Este acontecimiento se presentó en la noche del martes en el oratorio que se encuentra en la residencia de Rosana Mendoza, quien es la propietaria de la imagen. La mujer relató a medios locales que un niño había estado rezando en el lugar y, una vez que se retiró, ella se acercó a observar más detenidamente a la Virgen.
“Estaba un niño orando y cuando se fue observé anoche que la Virgen volvió a derramar lágrimas que parecen sangre”, comentó Mendoza.
Mendoza indicó que alrededor de las 21.30 notó que el rostro de la imagen estaba nuevamente cubierto. “Esto no deja de sorprendernos porque pasaron dos años desde la última vez que lloró”, agregó.
El último episodio de este tipo había tenido lugar en julio de 2021, cuando Mendoza había encendido una vela y rezado por la aparición de Loan Peña y otra nena que se encontraban desaparecidas. De acuerdo a lo que relató en aquel momento, ingresó al oratorio cerca de las 13.15 y encontró el rostro de la Virgen cubierto nuevamente por manchas que se asemejaban a lágrimas de sangre.
La imagen, que mide aproximadamente 50 centímetros y está elaborada en yeso, pertenece a la familia Frías-Mendoza, que vive en la calle San Lorenzo de Metán, donde también se ubica el oratorio.
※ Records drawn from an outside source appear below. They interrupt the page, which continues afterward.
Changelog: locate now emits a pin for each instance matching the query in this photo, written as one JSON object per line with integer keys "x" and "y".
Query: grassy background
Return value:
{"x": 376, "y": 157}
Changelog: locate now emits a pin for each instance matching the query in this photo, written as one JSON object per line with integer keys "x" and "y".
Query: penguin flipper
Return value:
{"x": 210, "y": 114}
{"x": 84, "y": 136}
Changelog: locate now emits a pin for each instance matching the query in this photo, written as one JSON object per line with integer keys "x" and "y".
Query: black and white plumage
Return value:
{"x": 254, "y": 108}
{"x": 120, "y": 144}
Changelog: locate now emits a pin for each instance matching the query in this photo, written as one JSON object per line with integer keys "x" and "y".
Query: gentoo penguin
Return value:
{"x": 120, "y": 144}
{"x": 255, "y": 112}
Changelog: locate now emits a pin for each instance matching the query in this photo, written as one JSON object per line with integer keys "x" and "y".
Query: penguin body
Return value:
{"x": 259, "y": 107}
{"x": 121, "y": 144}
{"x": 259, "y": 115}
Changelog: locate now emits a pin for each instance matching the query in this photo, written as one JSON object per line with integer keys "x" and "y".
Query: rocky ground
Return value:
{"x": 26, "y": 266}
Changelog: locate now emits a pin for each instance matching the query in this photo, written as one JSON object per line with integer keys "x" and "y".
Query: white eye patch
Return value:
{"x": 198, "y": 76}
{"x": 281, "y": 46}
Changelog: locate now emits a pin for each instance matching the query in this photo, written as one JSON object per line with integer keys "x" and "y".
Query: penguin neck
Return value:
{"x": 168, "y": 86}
Según el testimonio de los miembros de esta familia, el primer llanto de la Virgen ocurrió el 5 de abril de 2017, alrededor de las 8.15, momento en el que la Virgen Rosa Mística derramó lágrimas por primera vez.
Desde entonces, los supuestos fenómenos que rodean la imagen han causado revuelo entre los habitantes de Metán. Sin embargo, la Iglesia de Salta no ha llevado a cabo un reconocimiento oficial de estos sucesos como fenómenos sobrenaturales.